Medo de amar

É tão dificil, é tão duro, há algo que me pressiona, que me impõe, me obriga a fazer certas coisas. Estou imerso em uma solidão enigmática, à dependência de um sentimento bom e tão exigente. Não quero machucá- la, ver sua alma se despedaçar, matar o brilho dos olhos dela, fazendo- os espelhar a minha própria morte.

A minha tristeza é confusa, talvez não seja isso, é uma inquietação visceral, algo que vai além do presente, é uma insuficiência de atitude, é como não poder se mover, exatamente à guisa de meus pesadelos.

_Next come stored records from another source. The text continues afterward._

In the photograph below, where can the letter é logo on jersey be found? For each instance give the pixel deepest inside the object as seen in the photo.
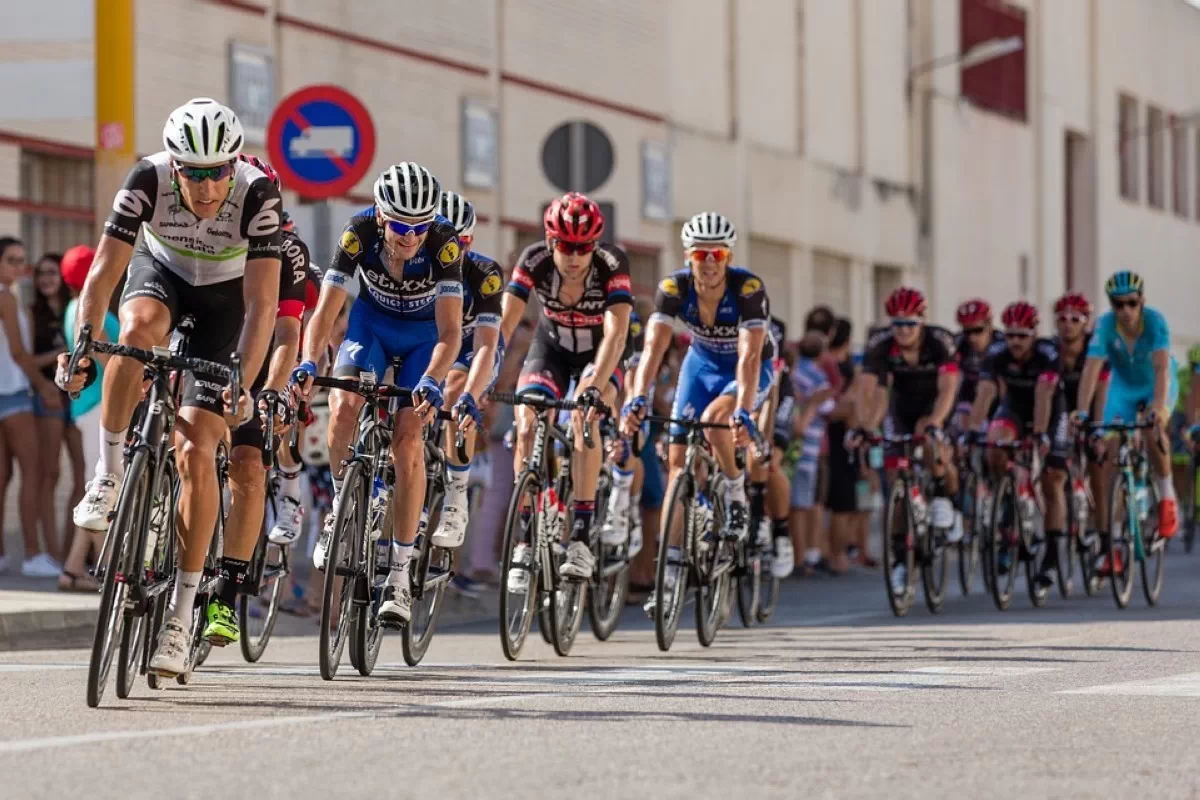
(449, 253)
(351, 244)
(491, 286)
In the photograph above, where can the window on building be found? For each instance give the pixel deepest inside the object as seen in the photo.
(1155, 193)
(58, 192)
(1179, 166)
(997, 84)
(1127, 152)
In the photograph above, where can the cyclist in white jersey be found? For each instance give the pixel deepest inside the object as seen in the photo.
(210, 248)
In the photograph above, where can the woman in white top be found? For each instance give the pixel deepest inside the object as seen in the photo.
(18, 428)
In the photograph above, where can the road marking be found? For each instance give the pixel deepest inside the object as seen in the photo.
(1186, 685)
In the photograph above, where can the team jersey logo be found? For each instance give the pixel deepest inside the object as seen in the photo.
(491, 286)
(449, 253)
(351, 244)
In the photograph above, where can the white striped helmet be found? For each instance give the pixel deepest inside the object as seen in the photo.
(708, 228)
(460, 212)
(202, 132)
(409, 191)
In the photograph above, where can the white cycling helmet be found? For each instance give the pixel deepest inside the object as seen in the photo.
(460, 212)
(708, 228)
(202, 132)
(409, 191)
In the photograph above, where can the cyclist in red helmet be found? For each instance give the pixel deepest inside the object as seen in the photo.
(586, 294)
(976, 336)
(1027, 371)
(916, 361)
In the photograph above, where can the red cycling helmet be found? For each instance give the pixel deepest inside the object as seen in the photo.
(265, 168)
(1020, 316)
(906, 301)
(574, 218)
(1074, 301)
(973, 311)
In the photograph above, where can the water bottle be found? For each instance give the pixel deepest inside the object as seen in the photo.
(378, 507)
(919, 512)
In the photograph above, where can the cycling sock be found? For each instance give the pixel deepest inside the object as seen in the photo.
(112, 445)
(183, 597)
(1165, 488)
(583, 512)
(401, 554)
(757, 499)
(233, 571)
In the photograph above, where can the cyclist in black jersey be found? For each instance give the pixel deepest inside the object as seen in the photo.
(586, 294)
(917, 364)
(976, 336)
(405, 263)
(1026, 370)
(477, 368)
(247, 475)
(210, 248)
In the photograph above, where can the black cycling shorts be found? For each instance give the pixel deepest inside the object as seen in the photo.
(550, 368)
(219, 310)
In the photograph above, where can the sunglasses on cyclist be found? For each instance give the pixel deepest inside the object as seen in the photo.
(701, 256)
(197, 174)
(574, 248)
(403, 228)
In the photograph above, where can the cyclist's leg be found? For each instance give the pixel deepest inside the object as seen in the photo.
(148, 312)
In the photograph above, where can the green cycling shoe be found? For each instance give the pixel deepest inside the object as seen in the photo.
(222, 626)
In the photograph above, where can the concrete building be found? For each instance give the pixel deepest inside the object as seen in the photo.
(817, 125)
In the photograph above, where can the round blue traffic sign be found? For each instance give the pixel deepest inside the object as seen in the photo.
(321, 142)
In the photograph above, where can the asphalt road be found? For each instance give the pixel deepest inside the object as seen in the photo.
(833, 698)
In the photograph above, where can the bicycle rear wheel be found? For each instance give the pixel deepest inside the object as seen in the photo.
(898, 527)
(671, 572)
(517, 607)
(1005, 542)
(342, 561)
(257, 621)
(1153, 560)
(119, 567)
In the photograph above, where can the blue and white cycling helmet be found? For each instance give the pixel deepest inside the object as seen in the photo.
(1122, 283)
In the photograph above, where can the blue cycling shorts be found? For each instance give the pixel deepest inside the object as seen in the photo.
(1123, 400)
(373, 338)
(702, 379)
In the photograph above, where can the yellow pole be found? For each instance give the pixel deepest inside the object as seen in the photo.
(114, 101)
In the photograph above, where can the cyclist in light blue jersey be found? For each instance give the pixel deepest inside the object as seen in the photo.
(1135, 342)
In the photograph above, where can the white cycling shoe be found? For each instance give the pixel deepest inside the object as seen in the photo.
(97, 503)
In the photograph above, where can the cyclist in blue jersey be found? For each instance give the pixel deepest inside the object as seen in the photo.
(477, 368)
(723, 378)
(403, 264)
(1135, 342)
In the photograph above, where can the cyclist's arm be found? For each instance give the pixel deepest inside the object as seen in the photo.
(985, 394)
(612, 346)
(1087, 383)
(321, 324)
(487, 341)
(1162, 361)
(658, 340)
(749, 358)
(947, 390)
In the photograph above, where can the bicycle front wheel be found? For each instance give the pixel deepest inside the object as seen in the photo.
(342, 560)
(519, 576)
(119, 569)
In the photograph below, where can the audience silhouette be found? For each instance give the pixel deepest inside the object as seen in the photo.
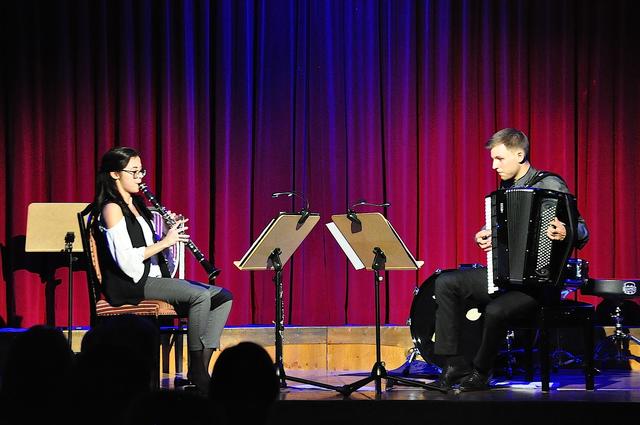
(244, 384)
(35, 376)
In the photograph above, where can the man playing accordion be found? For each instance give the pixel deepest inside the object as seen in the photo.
(510, 159)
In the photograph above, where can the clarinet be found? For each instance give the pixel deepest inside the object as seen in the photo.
(211, 270)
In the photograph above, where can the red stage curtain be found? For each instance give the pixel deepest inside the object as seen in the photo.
(231, 100)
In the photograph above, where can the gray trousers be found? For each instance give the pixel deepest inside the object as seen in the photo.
(206, 319)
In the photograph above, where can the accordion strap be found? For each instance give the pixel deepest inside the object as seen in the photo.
(541, 175)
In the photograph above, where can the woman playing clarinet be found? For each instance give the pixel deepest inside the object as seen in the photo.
(132, 264)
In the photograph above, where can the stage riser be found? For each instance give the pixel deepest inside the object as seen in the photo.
(331, 349)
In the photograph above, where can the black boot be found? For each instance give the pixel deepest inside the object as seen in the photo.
(206, 357)
(453, 374)
(477, 381)
(197, 373)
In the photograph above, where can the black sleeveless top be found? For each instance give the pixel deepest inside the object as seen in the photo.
(117, 287)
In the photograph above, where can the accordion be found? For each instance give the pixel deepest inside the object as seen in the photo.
(521, 253)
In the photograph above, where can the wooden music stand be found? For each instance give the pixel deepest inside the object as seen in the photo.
(51, 227)
(271, 250)
(371, 243)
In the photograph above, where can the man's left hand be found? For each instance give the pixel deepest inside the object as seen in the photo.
(557, 230)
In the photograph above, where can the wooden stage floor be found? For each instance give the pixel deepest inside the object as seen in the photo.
(616, 398)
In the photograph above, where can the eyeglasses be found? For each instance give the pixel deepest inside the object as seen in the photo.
(136, 174)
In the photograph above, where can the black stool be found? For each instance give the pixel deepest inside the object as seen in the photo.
(564, 314)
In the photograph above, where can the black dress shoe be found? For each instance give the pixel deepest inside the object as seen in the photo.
(452, 375)
(477, 381)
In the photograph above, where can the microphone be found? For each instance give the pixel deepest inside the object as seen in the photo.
(351, 213)
(304, 212)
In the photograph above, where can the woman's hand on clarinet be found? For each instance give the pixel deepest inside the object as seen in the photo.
(176, 232)
(483, 239)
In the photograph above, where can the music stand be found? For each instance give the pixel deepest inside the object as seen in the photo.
(271, 250)
(369, 238)
(51, 227)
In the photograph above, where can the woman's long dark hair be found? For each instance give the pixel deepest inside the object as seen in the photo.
(116, 159)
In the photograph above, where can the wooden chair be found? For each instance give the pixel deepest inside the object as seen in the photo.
(161, 313)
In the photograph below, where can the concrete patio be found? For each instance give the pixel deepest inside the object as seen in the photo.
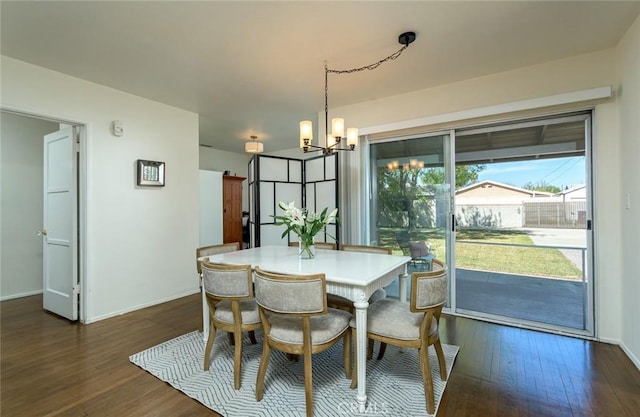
(517, 297)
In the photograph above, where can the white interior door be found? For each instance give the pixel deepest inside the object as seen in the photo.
(60, 287)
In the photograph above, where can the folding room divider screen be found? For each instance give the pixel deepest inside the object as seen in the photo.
(311, 183)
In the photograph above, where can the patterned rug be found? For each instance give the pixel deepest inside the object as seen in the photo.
(394, 384)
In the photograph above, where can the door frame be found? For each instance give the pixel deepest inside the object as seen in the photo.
(80, 162)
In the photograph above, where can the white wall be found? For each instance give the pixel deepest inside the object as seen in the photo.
(628, 89)
(22, 204)
(569, 75)
(140, 242)
(210, 208)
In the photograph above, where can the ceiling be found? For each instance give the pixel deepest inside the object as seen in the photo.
(257, 67)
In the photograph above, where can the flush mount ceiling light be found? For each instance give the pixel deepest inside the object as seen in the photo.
(334, 138)
(253, 146)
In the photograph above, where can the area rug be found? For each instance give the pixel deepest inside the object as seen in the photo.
(394, 384)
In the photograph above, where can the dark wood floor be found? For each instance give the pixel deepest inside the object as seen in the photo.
(50, 367)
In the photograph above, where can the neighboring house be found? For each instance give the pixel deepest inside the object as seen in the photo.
(490, 204)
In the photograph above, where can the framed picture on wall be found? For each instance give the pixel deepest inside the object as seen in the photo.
(150, 173)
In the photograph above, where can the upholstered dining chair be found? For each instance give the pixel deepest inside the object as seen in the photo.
(214, 250)
(296, 320)
(318, 245)
(232, 308)
(415, 325)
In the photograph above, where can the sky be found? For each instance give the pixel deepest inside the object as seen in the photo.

Caminhava eu pelos corredores daquele condomínio, prédios mal acabados, com resíduos de limo, espalhados pelas suas paredes rachadas, os corredores com piso de um cimento obscurecido pela sujeira, e pelo desgaste do tempo. Estava ali, para reencontrar uma velha e grande pessoa, alguém que eu amava muito, minha avó, que há anos não a via, aquela Senhora doce e forte, de valores maravilhosos e com uma bondade pura, os pensamentos viajavam para um passado distante, e a saudade e a ansiedade me dominavam. Aos passos nervosos, notei um sujeito caminhando ao meu encalço, e ao olhar para trás, vi seus olhos vermelhos, e parados, de um vazio indizível, amedrontador. Usava roupas desbotadas e sujas, mas parecia está sabendo exatamente onde estava pisando e indo, por um momento um vento soprou no meu interior, e era frio, congelante, e algo me dizia, que deveria entrar no apartamento de minha velha avó antes deste sujeito se aproximar.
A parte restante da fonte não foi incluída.